Once companies know who their best customers are, the real work
begins - convincing them to stay forever. Dell Computer, for instance, uses CRM data to determine which customers
have the greatest hardware needs and then provides extra value to that select
group, in the form of free web portals. Although Dell garners a great deal of valuable customer information from
its sales transactions, which are largely conducted via the Web, the company
does not implement common CRM practices. Instead, Dell
has set up Premier Pages for thousands of its best
customers. These customized, secure
websites allow customers to check on order status, arrange delivery dates, and
troubleshoot problems through Dell's help desk. Many
Dell customers, which tend to be large companies, use their
Premier Pages to keep track of system-wide computer purchases for better asset
management. The Internet offers most
businesses a rich set of possibilities for improving the customer lifetime
experience, but few firms have matched Dell's initiative.
Gauging Customer Loyalty
Are your existing measures of customer loyalty inadequate? Perhaps
it's time to step up to the plate. Companies typically gauge how
well they're serving customers by getting them to fill
out customer satisfaction surveys. Customer surveys are
the mainstay of
customer satisfaction measurement to be sure. Additionally, there
is another way to measure satisfaction: track the
percentage of customers who come back. Retention rates capture the real
financial ramifications of whether or
not a company is delivering high value to its customers. Customer surveys
are used to indicate what to do to
increase customer satisfaction and customer loyalty. Retention
rates are where the rubber meets the road.

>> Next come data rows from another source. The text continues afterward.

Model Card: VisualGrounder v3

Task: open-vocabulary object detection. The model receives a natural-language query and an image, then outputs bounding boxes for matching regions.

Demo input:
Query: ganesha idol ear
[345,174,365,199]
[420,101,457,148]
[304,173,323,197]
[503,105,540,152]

Although less than 20 percent of companies track customer retention, a
few use it to great effect. USAA, a San
Antonio-based insurance company, for example, has made customer retention the
top metric for executive performance. USAA's budget submittals must address how they will maintain or improve
customer retention. Not surprisingly, the company has one of the highest retention rates of any insurer in the
world.
A second loyalty metric that companies should consider instituting is
a Loyalty Acid Test, which asks customers whether a company is worthy of their
loyalty. Customer survey questions can capture
how loyal customers are to a particular company and why. NBRI benchmarked the Loyalty Acid Test with
several companies that research had identified as "loyalty leaders," including
Enterprise Rent-A-Car, Harley-Davidson, Intuit, L.L. Bean, Northwestern
Mutual, USAA, and SAS Institute. Overall, 70
percent of their customers said these seven companies deserved their loyalty - compared with less than
50 percent of the customers of a representative sample of all U.S. companies.
While keeping customers happy makes sense on an intuitive level, it is
also good business sense. The question
is: "Is a company getting profits from employees
and customers or at their expense?". If the answer is
the latter, then company leaders do their company a painful but important
service in revealing the extent of customer dissatisfaction by surveying their
customers and tracking retention rates.